Download befkbhalderkoencivst.csv into ./befkbhalderkoencivst.csv

- Top 3 City parts by population in 1992: ['Nørrebro', 'Østerbro', 'Vesterbro/Kgs. Enghave']
- Top 3 City parts by population in 2000: ['Østerbro', 'Nørrebro', 'Indre By']
- Top 3 City parts by population in 2015: ['Østerbro', 'Indre By', 'Nørrebro']

### Result
![image](http://i67.tinypic.com/1zlanaq.png)

### Solution
Prepare a function that goes by a name related to question 3. We have called it ex3. It needs to take a dataframe object as parameter (which contains all the data we prepared). Next up, we prepare 3 defaultdicts giving them a lambda expression. This will be used to default a new key entry to 0 as we iterate our for loop later.

In order to do the data handling, we iterate over every tuple in our dataframe and evaluate on the particular rows. First if-conditional evaluates whether the row containing [year] is either 1992, 2000 or the year 2015. If that is the case, then we will count up corresponding to the person in that city part that year. 

In [11]:
def ex3(df):
    winner_1992 = defaultdict(lambda: 0)
    winner_2000 = defaultdict(lambda: 0)
    winner_2015 = defaultdict(lambda: 0)
    
    for row in df.itertuples():
        if row[1] == 1992:
            winner_1992[row[2]] += 1
        if row[1] == 2000:
            winner_2000[row[2]] += 1
        if row[1] == 2015:
            winner_2015[row[2]] += 1
     
    print("Top 3 City parts by population in 1992: " + str(lookup_citypart(get_n_largest(winner_1992, 3))))
    print("Top 3 City parts by population in 2000: " + str(lookup_citypart(get_n_largest(winner_2000, 3))))
    print("Top 3 City parts by population in 2015: " + str(lookup_citypart(get_n_largest(winner_2015, 3))))

Our three defaultdicts now contain our counts and we need to find the 3 keys that have the highest count. To do so, we make use of our Python module heapq to find the n-largest-elements in a container. 

We have to write a function to do that, however.
get_n_largest takes a dictionary d and an integer n corresponding to how many elements we want from that dict

In [12]:
def get_n_largest(d, n):
    return heapq.nlargest(n, d, key=d.get)

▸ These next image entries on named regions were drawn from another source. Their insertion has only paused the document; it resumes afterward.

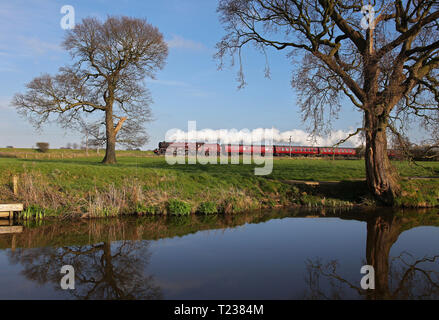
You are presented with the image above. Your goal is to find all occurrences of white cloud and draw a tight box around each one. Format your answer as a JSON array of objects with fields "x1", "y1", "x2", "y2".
[
  {"x1": 166, "y1": 128, "x2": 362, "y2": 147},
  {"x1": 0, "y1": 97, "x2": 11, "y2": 110},
  {"x1": 19, "y1": 37, "x2": 62, "y2": 55},
  {"x1": 166, "y1": 35, "x2": 207, "y2": 51}
]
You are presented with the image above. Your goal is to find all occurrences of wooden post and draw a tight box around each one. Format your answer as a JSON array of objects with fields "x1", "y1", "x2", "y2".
[
  {"x1": 12, "y1": 175, "x2": 18, "y2": 196},
  {"x1": 11, "y1": 233, "x2": 16, "y2": 252}
]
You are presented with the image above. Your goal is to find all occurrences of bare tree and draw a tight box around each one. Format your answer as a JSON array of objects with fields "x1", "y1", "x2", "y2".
[
  {"x1": 217, "y1": 0, "x2": 439, "y2": 204},
  {"x1": 13, "y1": 17, "x2": 168, "y2": 164},
  {"x1": 87, "y1": 120, "x2": 149, "y2": 148}
]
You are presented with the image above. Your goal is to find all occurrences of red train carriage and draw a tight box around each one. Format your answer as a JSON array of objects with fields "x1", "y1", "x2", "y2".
[
  {"x1": 274, "y1": 146, "x2": 319, "y2": 156},
  {"x1": 223, "y1": 144, "x2": 273, "y2": 155},
  {"x1": 319, "y1": 148, "x2": 357, "y2": 156},
  {"x1": 154, "y1": 142, "x2": 360, "y2": 157}
]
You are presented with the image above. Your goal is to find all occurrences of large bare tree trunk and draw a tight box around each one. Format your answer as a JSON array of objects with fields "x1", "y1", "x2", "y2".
[
  {"x1": 365, "y1": 108, "x2": 400, "y2": 205},
  {"x1": 102, "y1": 105, "x2": 117, "y2": 164},
  {"x1": 366, "y1": 217, "x2": 401, "y2": 299}
]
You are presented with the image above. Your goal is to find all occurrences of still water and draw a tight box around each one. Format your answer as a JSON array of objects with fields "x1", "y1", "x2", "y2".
[{"x1": 0, "y1": 210, "x2": 439, "y2": 299}]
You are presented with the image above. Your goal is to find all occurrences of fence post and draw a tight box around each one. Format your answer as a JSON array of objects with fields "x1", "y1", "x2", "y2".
[{"x1": 12, "y1": 175, "x2": 18, "y2": 196}]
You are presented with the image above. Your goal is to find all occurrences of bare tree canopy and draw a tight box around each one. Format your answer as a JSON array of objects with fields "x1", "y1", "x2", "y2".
[
  {"x1": 217, "y1": 0, "x2": 439, "y2": 204},
  {"x1": 13, "y1": 16, "x2": 168, "y2": 164}
]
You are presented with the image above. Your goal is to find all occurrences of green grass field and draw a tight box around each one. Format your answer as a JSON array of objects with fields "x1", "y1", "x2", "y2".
[{"x1": 0, "y1": 149, "x2": 439, "y2": 216}]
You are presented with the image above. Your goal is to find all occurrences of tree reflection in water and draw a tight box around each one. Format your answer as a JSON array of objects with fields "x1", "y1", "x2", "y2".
[
  {"x1": 305, "y1": 215, "x2": 439, "y2": 299},
  {"x1": 9, "y1": 240, "x2": 162, "y2": 300}
]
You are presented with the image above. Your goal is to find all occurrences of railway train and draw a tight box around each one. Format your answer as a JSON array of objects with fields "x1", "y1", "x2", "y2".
[{"x1": 154, "y1": 141, "x2": 374, "y2": 157}]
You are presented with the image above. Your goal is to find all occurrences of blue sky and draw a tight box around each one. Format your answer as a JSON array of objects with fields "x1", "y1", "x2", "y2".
[{"x1": 0, "y1": 0, "x2": 372, "y2": 148}]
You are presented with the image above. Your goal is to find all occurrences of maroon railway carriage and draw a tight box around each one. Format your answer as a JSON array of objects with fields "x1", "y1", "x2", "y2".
[
  {"x1": 223, "y1": 144, "x2": 274, "y2": 155},
  {"x1": 274, "y1": 146, "x2": 319, "y2": 156},
  {"x1": 154, "y1": 142, "x2": 221, "y2": 155},
  {"x1": 319, "y1": 148, "x2": 357, "y2": 156},
  {"x1": 154, "y1": 142, "x2": 357, "y2": 157}
]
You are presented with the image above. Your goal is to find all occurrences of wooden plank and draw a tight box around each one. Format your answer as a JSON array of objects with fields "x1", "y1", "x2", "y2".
[
  {"x1": 0, "y1": 203, "x2": 23, "y2": 212},
  {"x1": 0, "y1": 226, "x2": 23, "y2": 234}
]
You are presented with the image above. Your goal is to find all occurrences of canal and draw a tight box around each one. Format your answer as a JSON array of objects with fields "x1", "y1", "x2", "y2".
[{"x1": 0, "y1": 209, "x2": 439, "y2": 299}]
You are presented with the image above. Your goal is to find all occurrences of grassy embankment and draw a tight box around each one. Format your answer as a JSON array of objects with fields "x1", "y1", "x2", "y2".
[{"x1": 0, "y1": 149, "x2": 439, "y2": 217}]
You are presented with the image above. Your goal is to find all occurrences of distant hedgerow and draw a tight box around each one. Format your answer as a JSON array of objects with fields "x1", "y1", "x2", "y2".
[
  {"x1": 198, "y1": 201, "x2": 218, "y2": 214},
  {"x1": 37, "y1": 142, "x2": 49, "y2": 153},
  {"x1": 168, "y1": 199, "x2": 192, "y2": 215}
]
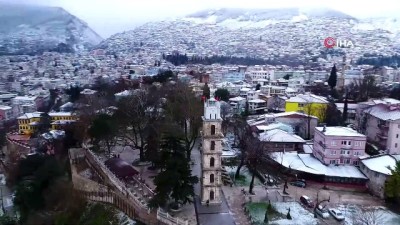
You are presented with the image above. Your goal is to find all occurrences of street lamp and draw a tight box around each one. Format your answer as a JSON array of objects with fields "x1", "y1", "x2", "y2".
[{"x1": 314, "y1": 188, "x2": 331, "y2": 218}]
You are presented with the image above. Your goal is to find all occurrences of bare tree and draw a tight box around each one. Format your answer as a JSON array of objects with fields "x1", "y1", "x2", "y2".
[
  {"x1": 164, "y1": 82, "x2": 203, "y2": 159},
  {"x1": 116, "y1": 89, "x2": 162, "y2": 161},
  {"x1": 221, "y1": 101, "x2": 232, "y2": 134},
  {"x1": 353, "y1": 209, "x2": 385, "y2": 225}
]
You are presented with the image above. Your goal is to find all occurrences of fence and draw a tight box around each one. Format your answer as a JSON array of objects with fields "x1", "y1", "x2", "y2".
[
  {"x1": 85, "y1": 149, "x2": 150, "y2": 211},
  {"x1": 80, "y1": 148, "x2": 189, "y2": 225},
  {"x1": 157, "y1": 208, "x2": 189, "y2": 225},
  {"x1": 77, "y1": 190, "x2": 159, "y2": 225}
]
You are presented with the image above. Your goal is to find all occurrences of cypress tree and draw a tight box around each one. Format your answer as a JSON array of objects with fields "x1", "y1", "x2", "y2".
[{"x1": 328, "y1": 65, "x2": 337, "y2": 89}]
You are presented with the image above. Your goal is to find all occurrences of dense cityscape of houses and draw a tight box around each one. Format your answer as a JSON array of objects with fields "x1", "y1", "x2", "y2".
[{"x1": 0, "y1": 49, "x2": 400, "y2": 202}]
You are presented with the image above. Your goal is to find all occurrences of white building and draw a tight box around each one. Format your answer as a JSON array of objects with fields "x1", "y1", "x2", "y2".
[
  {"x1": 200, "y1": 98, "x2": 223, "y2": 205},
  {"x1": 360, "y1": 155, "x2": 400, "y2": 198}
]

Next up we don't want to print 3 integers (that corresponds to a city-part), instead we want to print out the name of that city-part as a string. To do so we need to create a function.

We feed lookup_citypart a defaultdict (the number of the city-part) and based on the data set and information provided, we know which integer corresponds to which city, so we can do the convertion manually.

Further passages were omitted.